Jack saw Barbossa in his head again, laughing at him, and crumpled to his knees. In a last angry, defeated display he slammed his hand against the tree trunk and damaged himself severely. He cupped his bruised fingers to his chest and gave the tree a stern look.

It was then that he saw the knife mark, partially healed, near the base of the trunk.

Jack fell forward, grabbed the tree as he went past, wrapped himself around the trunk, and kissed it. Then, in the fading light, he pulled himself upright one last time. He turned perpendicular to the tree, and began a spiral around it, stomping hard at each step. His footsteps churned up a widening circle of sand.

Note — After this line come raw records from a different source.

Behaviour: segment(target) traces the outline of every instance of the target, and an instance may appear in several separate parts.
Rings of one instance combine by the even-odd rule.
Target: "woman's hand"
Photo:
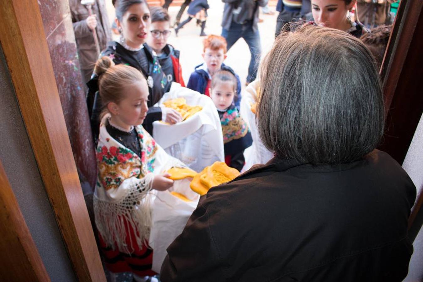
[[[87,25],[88,28],[92,30],[97,26],[97,15],[91,15],[85,20],[87,21]]]
[[[153,189],[159,191],[164,191],[173,186],[173,181],[168,178],[170,175],[163,173],[154,176],[153,181]]]
[[[171,108],[163,107],[162,108],[162,112],[165,115],[164,121],[170,124],[174,124],[176,123],[182,121],[182,117],[181,114],[176,110]]]

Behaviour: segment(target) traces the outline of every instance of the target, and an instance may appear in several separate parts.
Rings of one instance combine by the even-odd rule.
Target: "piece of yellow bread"
[[[172,180],[180,180],[187,177],[194,177],[197,175],[197,172],[187,167],[173,167],[167,172],[170,175],[169,177]]]
[[[202,196],[206,194],[212,187],[231,181],[239,174],[239,171],[229,167],[224,162],[216,162],[212,165],[206,167],[195,175],[190,187],[194,192]]]

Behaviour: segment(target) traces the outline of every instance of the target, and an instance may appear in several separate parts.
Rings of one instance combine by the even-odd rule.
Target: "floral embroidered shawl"
[[[132,245],[142,246],[149,235],[154,176],[175,165],[185,166],[168,155],[142,126],[138,126],[135,129],[141,148],[140,158],[107,132],[106,124],[110,116],[106,115],[102,120],[96,152],[96,224],[109,246],[115,244],[120,252],[129,254],[132,249],[125,243],[126,225],[136,230],[137,242]]]

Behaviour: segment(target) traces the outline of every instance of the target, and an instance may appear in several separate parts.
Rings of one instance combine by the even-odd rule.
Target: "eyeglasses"
[[[169,36],[170,35],[170,31],[169,30],[163,30],[163,31],[160,31],[157,29],[155,29],[153,30],[150,30],[150,32],[151,33],[151,35],[154,38],[159,38],[160,35],[163,34],[163,37],[165,38],[167,38],[169,37]]]

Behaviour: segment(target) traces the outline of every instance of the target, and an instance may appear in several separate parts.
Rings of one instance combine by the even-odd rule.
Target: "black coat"
[[[415,196],[383,152],[335,166],[274,159],[201,198],[160,279],[401,281]]]

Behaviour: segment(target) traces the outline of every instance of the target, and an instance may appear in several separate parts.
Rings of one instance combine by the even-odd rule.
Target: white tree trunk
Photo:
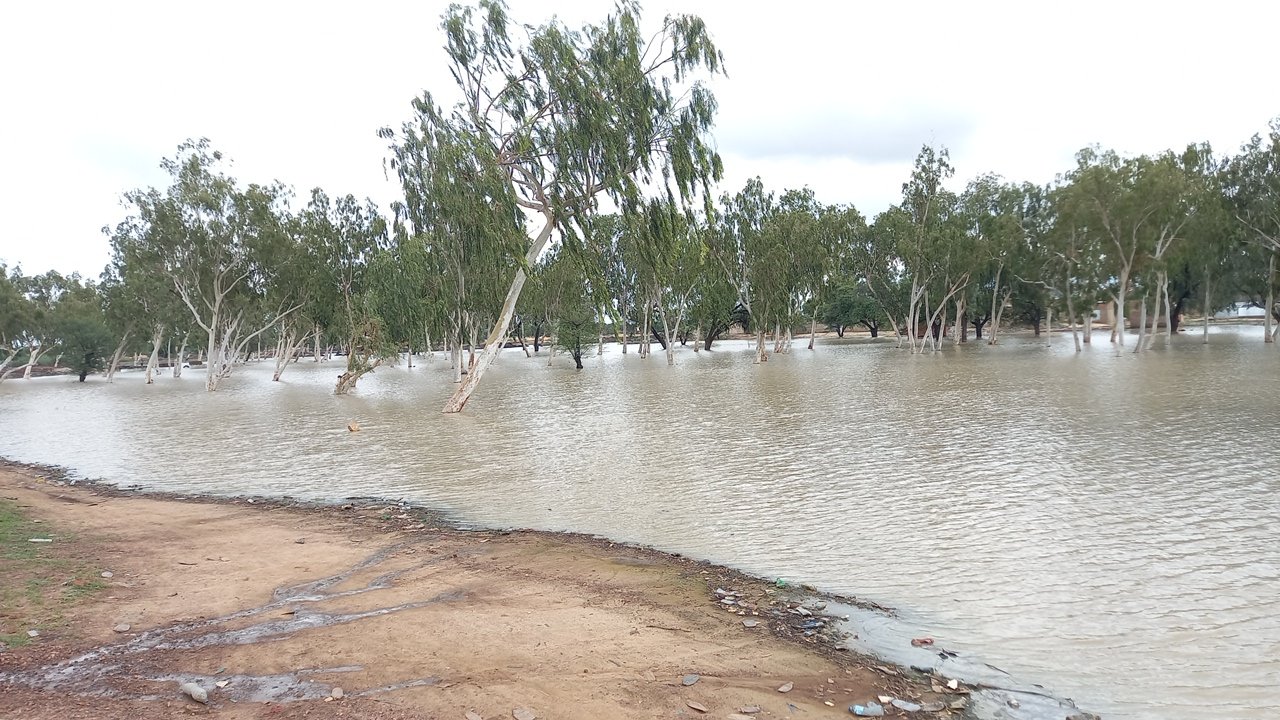
[[[964,297],[956,300],[956,324],[951,328],[951,345],[960,345],[964,342]]]
[[[106,365],[106,382],[111,382],[115,378],[115,372],[120,369],[120,357],[124,357],[124,345],[129,342],[129,331],[124,331],[120,336],[120,345],[115,346],[115,352],[111,354],[111,361]]]
[[[541,232],[538,233],[538,237],[534,238],[529,251],[525,254],[526,265],[532,265],[538,261],[538,258],[543,254],[543,249],[547,247],[547,241],[552,236],[552,229],[556,227],[554,218],[550,214],[544,214],[544,218],[547,222]],[[467,400],[471,398],[471,393],[475,392],[476,386],[480,384],[480,378],[484,377],[485,370],[489,369],[489,364],[493,363],[494,356],[498,354],[502,338],[507,337],[507,328],[511,327],[511,319],[516,315],[516,302],[520,300],[520,291],[525,287],[525,279],[524,268],[517,268],[516,277],[512,278],[511,287],[507,290],[507,297],[503,300],[502,311],[498,313],[498,320],[494,323],[493,331],[485,341],[484,352],[480,354],[480,359],[467,375],[466,382],[444,404],[445,413],[461,413],[466,407]]]
[[[1125,275],[1125,274],[1121,274],[1120,275],[1120,288],[1116,291],[1116,295],[1115,295],[1115,301],[1116,301],[1116,319],[1115,319],[1115,328],[1112,329],[1112,334],[1115,336],[1115,342],[1120,347],[1124,347],[1124,304],[1125,304],[1125,293],[1128,291],[1128,284],[1129,284],[1129,277]],[[1146,306],[1147,306],[1147,304],[1143,302],[1143,307],[1146,307]]]
[[[189,332],[182,333],[182,342],[178,345],[178,361],[175,363],[173,360],[173,357],[169,357],[169,363],[173,365],[173,377],[174,377],[174,379],[182,377],[182,365],[183,365],[183,361],[187,357],[187,338],[188,337],[191,337]]]
[[[1268,318],[1271,316],[1270,315],[1270,310],[1268,310],[1267,316]],[[1267,325],[1267,327],[1270,328],[1270,325]],[[1271,338],[1271,333],[1270,332],[1267,332],[1267,338],[1268,338],[1267,342],[1271,342],[1271,340],[1270,340]],[[28,347],[31,348],[31,355],[27,357],[27,364],[22,368],[22,379],[24,379],[24,380],[29,380],[31,379],[31,369],[36,365],[36,361],[40,360],[40,350],[41,350],[41,347],[44,347],[44,340],[37,340],[36,342],[33,342]]]
[[[159,368],[160,363],[160,341],[163,340],[164,340],[164,325],[156,324],[155,329],[152,329],[151,332],[151,356],[147,357],[147,372],[146,372],[147,384],[156,382],[155,372],[156,368]]]
[[[1138,341],[1133,343],[1134,354],[1142,352],[1143,333],[1146,332],[1147,332],[1147,299],[1143,297],[1142,305],[1139,305],[1138,310]],[[1120,340],[1121,341],[1124,340],[1123,333],[1120,334]],[[1121,342],[1120,345],[1123,346],[1124,342]]]
[[[1266,311],[1262,313],[1262,342],[1275,342],[1275,333],[1271,332],[1271,310],[1276,306],[1275,297],[1275,277],[1276,277],[1276,254],[1271,252],[1271,259],[1267,261],[1267,306]]]
[[[764,350],[764,327],[760,323],[755,325],[755,364],[767,363],[769,360],[769,354]]]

As the sun made its final drop behind the horizon, Jack's heel came down hard on sand which produced a hollow wooden noise. With a shrill yell, he stabbed with both feet at the sand, jumping frenziedly up and down. There was a creak, a crunch, and in total blackness, he plunged downward.

There was the sound of splintering wood, breaking glass, and then a high-pitched, not entirely sane laugh.

One might say I'm caching in!

And then there was a happy, busy silence.

******

The sun peeked over the horizon the following morning, its questing rays illuminating a dark pit in the sand. Idiot humming was coming out of the pit. Occasionally words, mostly along the lines of "la la la rum", would sprinkle themselves in around the edges.

The sun shone also on a sleek little nondescript ship, berthed inconspicuously offshore. As the heavens grew lighter a tiny rowboat was revealed, heading with great purpose toward the shore.

The little boat reached the shore. Two furtive figures rose, lifted a trunk from its recesses, and trotted off along the beach. The trunk clinked merrily, suggesting a certain alcoholic note to its contents.

The healthy ting! of rattling rum bottles woke Jack from a sound and drunken sleep. He clambered out of a pile of empty bottles. His head popped up out of the rum runners' pit as though on a spring. It wobbled slowly. He held it in his hands to stop it moving.

He took note, once the horizon stopped swaying, of the ship, the rowboat, and the two figures. His vision did a special zooming-in on the alcohol-filled chest the rum runners had come to cache. His brain, which was blurring in and out of focus, had to remind him about the ship, several times.

Captain Jack Sparrow clambered ecstatically out of the rum runners' cache, to the great consternation of the rum runners in question. Arms waving, Jack ran unsteadily down to the beach, the rowboat, and freedom, returning only briefly to retrieve his pants, and the one, count it, one pistol.

And the rest, as they say, is history.